COMPASS has already identified important differences in the distribution of certain risk factors: the rate of cancer screenings, for example, varies widely at the community level in Chicago. Based on this finding, future research efforts at UChicago Medicine and the Comprehensive Cancer Center can be directed to better understand this specific problem and work toward interventions that increase screening rates and ultimately improve cancer prevention efforts.
The IPPH mobile unit research program is recruiting for both All of Us and COMPASS, and eligible city residents are welcome to enroll in both studies simultaneously. Residents who sign up for either or both programs through the mobile units can expect their experience to be similar to a doctor’s visit. The vehicles are equipped with stations where participants use an iPad to complete surveys on their health history, plus two exam rooms where phlebotomists can draw blood and record participants’ height, weight, and blood pressure. Blood and urine samples are processed on the spot by research professionals in the onboard lab space.

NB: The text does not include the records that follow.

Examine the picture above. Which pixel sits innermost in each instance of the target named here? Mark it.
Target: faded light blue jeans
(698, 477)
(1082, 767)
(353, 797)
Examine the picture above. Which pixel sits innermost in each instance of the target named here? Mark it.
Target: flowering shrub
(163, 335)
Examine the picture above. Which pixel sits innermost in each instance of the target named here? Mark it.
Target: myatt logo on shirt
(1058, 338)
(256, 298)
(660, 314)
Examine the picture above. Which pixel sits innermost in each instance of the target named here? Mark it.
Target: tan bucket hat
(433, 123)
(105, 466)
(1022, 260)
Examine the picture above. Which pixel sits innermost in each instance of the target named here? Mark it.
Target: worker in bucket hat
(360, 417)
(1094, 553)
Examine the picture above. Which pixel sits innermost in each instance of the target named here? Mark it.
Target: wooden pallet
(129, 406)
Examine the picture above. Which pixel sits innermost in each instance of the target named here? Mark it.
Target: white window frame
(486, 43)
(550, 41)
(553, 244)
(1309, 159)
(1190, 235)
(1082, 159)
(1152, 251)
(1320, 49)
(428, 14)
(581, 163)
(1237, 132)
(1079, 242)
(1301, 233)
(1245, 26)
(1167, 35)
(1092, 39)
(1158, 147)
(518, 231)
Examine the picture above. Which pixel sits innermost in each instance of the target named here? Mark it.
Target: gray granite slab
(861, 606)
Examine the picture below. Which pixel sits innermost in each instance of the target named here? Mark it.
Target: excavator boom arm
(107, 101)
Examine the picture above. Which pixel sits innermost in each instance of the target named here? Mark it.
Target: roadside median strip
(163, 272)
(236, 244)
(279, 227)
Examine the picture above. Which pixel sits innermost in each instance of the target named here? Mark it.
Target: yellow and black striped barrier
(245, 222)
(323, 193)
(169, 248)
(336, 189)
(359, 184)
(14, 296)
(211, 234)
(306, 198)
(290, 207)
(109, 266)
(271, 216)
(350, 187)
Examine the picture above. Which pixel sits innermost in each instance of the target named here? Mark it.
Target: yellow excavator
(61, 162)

The All of Us consent process and health surveys typically take about an hour to complete but can be finished ahead of time before coming to the mobile unit. The collection of biospecimens and biometric data onsite takes about 30 minutes, and participants are compensated for their time with $25-75, depending on whether they enroll in one or both of the research programs. Anyone 18 or older can join All of Us, while COMPASS is recruiting participants over 35 years.

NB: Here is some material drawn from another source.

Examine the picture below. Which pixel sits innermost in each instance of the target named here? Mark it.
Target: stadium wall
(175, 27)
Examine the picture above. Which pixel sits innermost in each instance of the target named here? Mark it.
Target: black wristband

Although neither study provides medical treatment, participants will have access to some information about their health generated in the course of these research programs. However, Habibul Ahsan, MD, MMedSc, director and principal investigator at the IPPH, says that “eventually, we hope to offer medical care on the units as a service to the communities with which we partner.”
In the long term, all data gathered through the All of Us Research Program will be anonymized and encrypted before becoming available to the wider research community via an online data platform. The NIH has established different levels of access for the data: only vetted researchers will be able to view anonymized data from individual participants, but members of the general public will be able to examine the data in aggregate, enabling its use for educational purposes and in citizen science initiatives.

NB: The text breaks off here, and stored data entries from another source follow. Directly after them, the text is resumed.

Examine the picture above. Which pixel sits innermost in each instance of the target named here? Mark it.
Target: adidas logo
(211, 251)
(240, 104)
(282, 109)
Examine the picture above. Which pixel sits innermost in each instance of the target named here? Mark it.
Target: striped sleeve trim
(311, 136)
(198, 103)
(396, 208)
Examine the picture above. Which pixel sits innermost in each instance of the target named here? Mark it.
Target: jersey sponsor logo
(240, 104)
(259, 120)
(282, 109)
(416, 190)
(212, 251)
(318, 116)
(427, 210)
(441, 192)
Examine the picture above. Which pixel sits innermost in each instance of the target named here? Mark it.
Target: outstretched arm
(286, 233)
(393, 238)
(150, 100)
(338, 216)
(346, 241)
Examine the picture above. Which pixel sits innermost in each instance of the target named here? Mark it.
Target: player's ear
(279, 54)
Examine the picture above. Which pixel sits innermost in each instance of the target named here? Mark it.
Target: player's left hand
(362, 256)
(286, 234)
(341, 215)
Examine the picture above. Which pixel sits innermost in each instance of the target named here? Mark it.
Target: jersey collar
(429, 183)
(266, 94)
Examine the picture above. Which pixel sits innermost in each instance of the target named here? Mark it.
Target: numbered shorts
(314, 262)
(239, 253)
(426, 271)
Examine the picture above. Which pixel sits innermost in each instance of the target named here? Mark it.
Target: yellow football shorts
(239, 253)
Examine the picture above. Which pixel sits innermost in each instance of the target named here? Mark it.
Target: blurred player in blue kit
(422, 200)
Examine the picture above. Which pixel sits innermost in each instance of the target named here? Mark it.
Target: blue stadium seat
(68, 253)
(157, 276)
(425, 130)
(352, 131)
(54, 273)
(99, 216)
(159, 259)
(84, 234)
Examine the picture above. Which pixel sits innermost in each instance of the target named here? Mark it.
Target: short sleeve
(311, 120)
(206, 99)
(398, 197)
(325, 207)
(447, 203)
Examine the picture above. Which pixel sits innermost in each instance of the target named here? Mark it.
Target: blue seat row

Because both All of Us and COMPASS are designed as long-term studies, it will be many years before their full impact on precision healthcare is felt. In the meantime, Chicago residents can seek out the mobile units in their neighborhoods, knowing that they are helping build some of the most ambitious and diverse biomedical datasets to date. “By contributing to these datasets, participants are helping to improve the health of their own community and taking part in the advancement of scientific research,” says Ahsan.
“We’re excited to bring these initiatives into the community, thereby making it easier and more convenient for Chicago residents to participate,” adds Aschebrook-Kilfoy. “Our hope is that the mobile units will help us facilitate a more inclusive approach to population precision medicine, and make sure that all the communities we serve have a seat at the table.”